The final battle takes place at Atlas Station, and the game doesn’t even bother with a Hammerhead portion this time around. Of course, Archer is cut off from finishing his message (three times!), so we’re left wondering what we’ll really encounter inside.

Since they were hooking humans up to Geth, guess who we get to fight? No, not a Geth/human hybrid, that would be too awesome, but a couple of troopers and a Geth Prime. The developers crank up the intensity of the short fight by placing it in a really tight room with minimal cover, and since the Prime is about 14 feet tall, cover doesn’t help much in close quarters. After the battle, head down the non-trustworthy elevator...

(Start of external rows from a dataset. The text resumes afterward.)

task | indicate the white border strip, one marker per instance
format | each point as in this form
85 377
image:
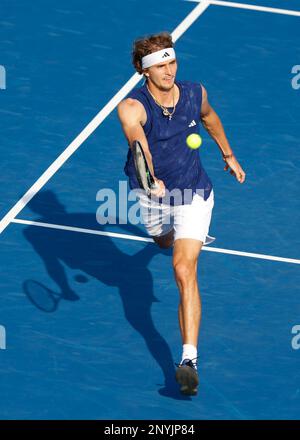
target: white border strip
253 7
91 127
150 240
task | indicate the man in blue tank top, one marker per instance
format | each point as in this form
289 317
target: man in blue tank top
160 115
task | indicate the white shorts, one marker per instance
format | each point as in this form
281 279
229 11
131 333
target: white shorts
188 221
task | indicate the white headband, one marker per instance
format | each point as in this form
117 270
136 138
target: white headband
158 57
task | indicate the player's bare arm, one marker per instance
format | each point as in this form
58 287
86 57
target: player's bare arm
213 125
133 116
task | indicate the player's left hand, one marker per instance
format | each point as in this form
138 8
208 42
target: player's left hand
235 169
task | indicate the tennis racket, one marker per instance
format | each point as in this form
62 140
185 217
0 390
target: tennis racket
143 173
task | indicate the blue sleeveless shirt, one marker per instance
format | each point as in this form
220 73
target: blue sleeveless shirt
174 163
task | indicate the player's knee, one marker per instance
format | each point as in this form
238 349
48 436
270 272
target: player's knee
185 271
165 242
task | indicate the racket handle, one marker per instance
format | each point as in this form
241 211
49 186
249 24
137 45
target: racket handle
154 186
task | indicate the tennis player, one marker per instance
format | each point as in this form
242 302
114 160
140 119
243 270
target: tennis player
160 115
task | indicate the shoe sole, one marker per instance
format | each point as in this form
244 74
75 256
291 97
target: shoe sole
188 380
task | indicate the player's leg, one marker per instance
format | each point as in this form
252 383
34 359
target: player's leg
191 225
185 259
165 241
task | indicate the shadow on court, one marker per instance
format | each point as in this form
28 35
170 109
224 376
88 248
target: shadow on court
97 257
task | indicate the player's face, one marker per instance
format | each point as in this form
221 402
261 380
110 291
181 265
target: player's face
163 74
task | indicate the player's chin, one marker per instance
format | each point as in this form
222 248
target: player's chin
168 83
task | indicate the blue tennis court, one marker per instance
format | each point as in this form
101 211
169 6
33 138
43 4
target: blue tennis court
89 311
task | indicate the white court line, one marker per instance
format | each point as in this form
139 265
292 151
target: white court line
91 127
150 240
253 7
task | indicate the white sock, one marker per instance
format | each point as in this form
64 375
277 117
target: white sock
189 351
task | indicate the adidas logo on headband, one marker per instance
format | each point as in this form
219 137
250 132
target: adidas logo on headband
157 57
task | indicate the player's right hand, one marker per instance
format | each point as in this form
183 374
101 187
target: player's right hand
160 189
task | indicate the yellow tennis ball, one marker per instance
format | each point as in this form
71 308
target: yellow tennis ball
194 141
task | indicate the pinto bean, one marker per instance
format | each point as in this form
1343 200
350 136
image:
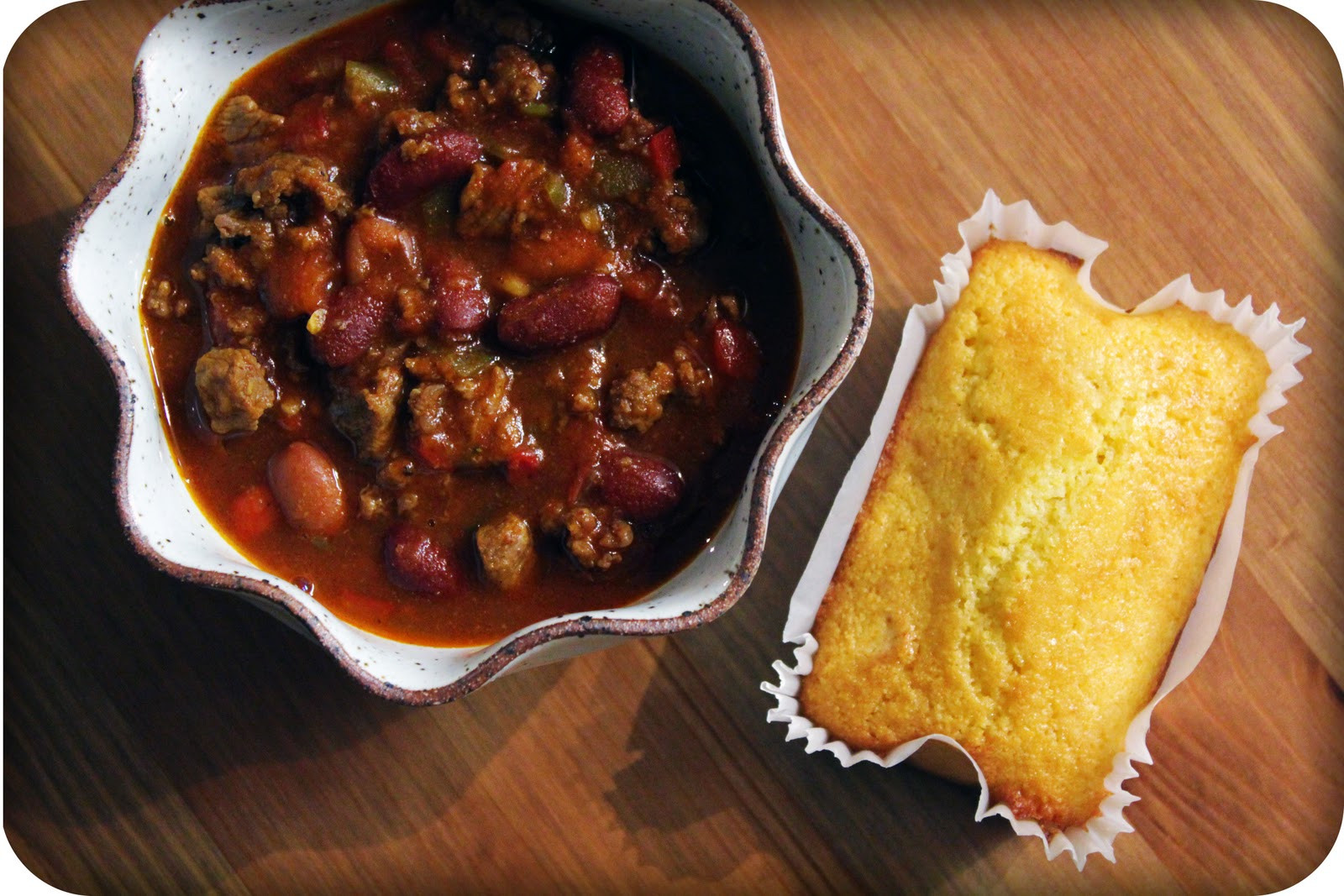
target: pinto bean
598 96
417 562
562 315
642 486
416 167
308 490
349 325
302 277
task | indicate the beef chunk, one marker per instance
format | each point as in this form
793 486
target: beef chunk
286 184
233 390
465 422
694 379
239 228
217 201
595 537
234 317
517 76
580 378
497 202
678 219
228 269
412 123
163 301
242 120
638 398
365 406
506 550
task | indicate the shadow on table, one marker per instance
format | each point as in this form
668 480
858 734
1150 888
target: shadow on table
716 786
127 689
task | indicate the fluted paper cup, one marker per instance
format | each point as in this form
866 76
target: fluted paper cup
1021 223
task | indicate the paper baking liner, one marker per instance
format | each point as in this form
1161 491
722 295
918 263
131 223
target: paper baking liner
1019 222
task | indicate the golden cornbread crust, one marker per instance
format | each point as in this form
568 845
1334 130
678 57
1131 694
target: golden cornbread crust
1037 531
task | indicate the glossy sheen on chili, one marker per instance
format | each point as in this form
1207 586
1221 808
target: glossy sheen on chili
465 316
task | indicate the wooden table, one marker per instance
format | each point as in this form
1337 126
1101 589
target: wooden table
165 738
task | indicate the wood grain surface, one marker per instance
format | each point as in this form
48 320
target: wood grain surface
163 738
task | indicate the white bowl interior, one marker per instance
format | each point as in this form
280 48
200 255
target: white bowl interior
188 62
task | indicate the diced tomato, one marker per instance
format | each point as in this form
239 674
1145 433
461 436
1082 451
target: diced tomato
734 351
308 123
433 450
664 154
253 513
452 51
523 464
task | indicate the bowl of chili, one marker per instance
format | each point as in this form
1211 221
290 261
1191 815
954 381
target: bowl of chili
468 342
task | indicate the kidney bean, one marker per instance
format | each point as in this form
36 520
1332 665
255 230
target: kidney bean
564 253
300 278
308 123
461 304
562 315
400 177
642 486
308 490
417 562
381 250
598 96
351 324
664 154
734 351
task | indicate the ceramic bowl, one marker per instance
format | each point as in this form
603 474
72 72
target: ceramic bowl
186 63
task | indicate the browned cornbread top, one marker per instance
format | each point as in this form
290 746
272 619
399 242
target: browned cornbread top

And then everything is taken to 11!

The A.I. zaps Shepard and somehow takes her over, turning the whole world into some kind of Tron/Matrix-like Virtual Reality world. It’s an awesome effect in-game. Unfortunately, Shepard is alone now and must take on a few sets of Geth while heading for David the A.I. Along the way, David apparently projects some of his memories of the experiments casting his brother Dr. Archer in a pretty bad light.

The final battle of Overlord is frantic and challenging, and provides a solid climax to the action-packed DLC. Before the battle begins, David is able to hack into the Normandy and begins uploading himself to begin spreading across the galaxy. Drones representing David and the data must be taken out before a meter fills up, all while taking out small packs of Geth. The arena is rather open so the battle can be particularly difficult if you’re not fast with your fingers, plus you’re fighting totally on your own.

As you take out the data packets, the core of the A.I. becomes unshielded and you can begin blasting away at that, after about four or five rounds of back and forth, the A.I. is defeated.

With the dust settled, Archer approaches and begs you to leave David with him. The victim himself does not look good, his eyes being held open reminds me of A Clockwork Orange. The renegade option is to allow David to stay and continue the experiments, while the Paragon option has you removing David to bring him to the Jon Grissom biotic academy (heavily featured in the book Mass Effect: Ascension).

Being a renegade, I left the brothers together, but only because this research may stop a war with the Geth. The Illusive Man later sends me a note appreciating my decision.


I had a lot of fun with Overlord, the mission can be completed in an afternoon, but it’s chock full of action and even the Hammerhead portions are relatively fun. My only problem is that the story is inessential to the broader plot, unless your final decision regarding the experiment is going to feed into something related to the Geth in Mass Effect 3, but until then, play this if you love Mass Effect 2 and simply want more action and more Geth.

Once again, I’d like to give special props to the art team who handled the vistas and backgrounds we see in the hub area, truly impressive pieces of work. The Virtual Reality mode was also well integrated into the game.

Mass Effect 2 Overlord Female Shepard Virtual Reality


I guess

it's just the PS3 version that's busted, then. The environment was anything but gorgeous, and things were too choppy not to mention in the hammerhead. Notice any clipping through the terrain? Because that was pretty much the ONLY thing I noticed.


I can recall a few minor instances of clipping a bit into the terrain, nothing major though or anything that even stands out. Technically this DLC seemed very sound.